About this work
The scene is immediately kinetic: a young woman stands beneath a dramatic tree, accompanied by two borzoi dogs wearing red collars, the tree's branches arching overhead while her dress billows and catches in the wind. Everything in the composition is in motion — the woman's silhouette yields to an unseen force, her gown a cascade of soft, clinging fabric, while the lean, elegant hounds flank her like sentinels in a world briefly off-balance. Icart built this image using etching and aquatint with touches of hand-coloring — techniques he wielded with a printmaker's precision and a painter's instinct for atmosphere. The result is a palette of tonal restraint punctuated by vivid accents: the dogs' red collars pulling against the softness of pale skin and wind-stirred fabric.
*Coup de Vent* is a 1925 aquatint etching, published by Les Graveurs Modernes in Paris. It belongs to one of the most prolific and critically celebrated periods of Icart's career — a year that also produced landmark works like *Laziness* and *Spilled Milk*, cementing his reputation as the defining visual voice of Art Deco Paris. The borzoi, a recurring presence in Icart's imagery, was a creature deeply associated with the fashionable Parisian aristocracy of the era, and their pairing here with a windswept, waifish figure captures something essential about his sensibility: beauty caught in a suspended, slightly precarious moment. The medium — aquatint etching — allowed Icart the rich tonal gradation and velvety surface texture that gave his prints their characteristic warmth and intimacy, something no mere illustration could achieve.

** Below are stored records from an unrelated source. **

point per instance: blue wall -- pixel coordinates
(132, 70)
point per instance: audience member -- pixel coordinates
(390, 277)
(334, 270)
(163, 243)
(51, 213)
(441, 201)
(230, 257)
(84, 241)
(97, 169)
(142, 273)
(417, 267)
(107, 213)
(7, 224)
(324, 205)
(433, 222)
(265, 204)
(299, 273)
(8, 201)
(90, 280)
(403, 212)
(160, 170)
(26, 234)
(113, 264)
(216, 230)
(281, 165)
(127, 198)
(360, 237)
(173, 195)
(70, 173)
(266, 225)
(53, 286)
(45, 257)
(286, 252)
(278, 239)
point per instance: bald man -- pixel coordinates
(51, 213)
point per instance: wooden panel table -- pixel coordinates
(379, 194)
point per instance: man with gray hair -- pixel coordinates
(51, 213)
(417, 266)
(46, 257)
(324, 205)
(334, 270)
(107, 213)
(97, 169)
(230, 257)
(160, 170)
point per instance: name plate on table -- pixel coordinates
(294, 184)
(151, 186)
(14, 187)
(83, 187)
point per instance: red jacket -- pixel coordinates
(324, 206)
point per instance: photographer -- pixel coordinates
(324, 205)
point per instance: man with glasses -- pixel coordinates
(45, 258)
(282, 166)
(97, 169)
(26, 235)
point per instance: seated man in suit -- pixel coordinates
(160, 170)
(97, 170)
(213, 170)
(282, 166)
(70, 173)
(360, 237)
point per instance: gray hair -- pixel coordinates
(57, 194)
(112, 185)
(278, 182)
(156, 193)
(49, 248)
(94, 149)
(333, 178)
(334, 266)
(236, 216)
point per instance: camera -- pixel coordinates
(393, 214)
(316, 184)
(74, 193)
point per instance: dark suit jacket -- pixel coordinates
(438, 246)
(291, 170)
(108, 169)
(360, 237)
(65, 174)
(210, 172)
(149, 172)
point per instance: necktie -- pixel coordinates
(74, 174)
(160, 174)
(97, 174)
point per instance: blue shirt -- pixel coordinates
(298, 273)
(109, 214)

As wall art, *Coup de Vent* rewards rooms that have some stillness to them — a study, a bedroom, a reading corner where the movement within the image provides all the energy the space needs. The print speaks to collectors drawn to the elegance of the 1920s without its stiffness — there's nothing posed or static here, only a woman and her dogs caught in a private, windblown instant. It brings a whisper of Parisian romance with it, the feeling of an afternoon in the Bois de Boulogne just before everything changes.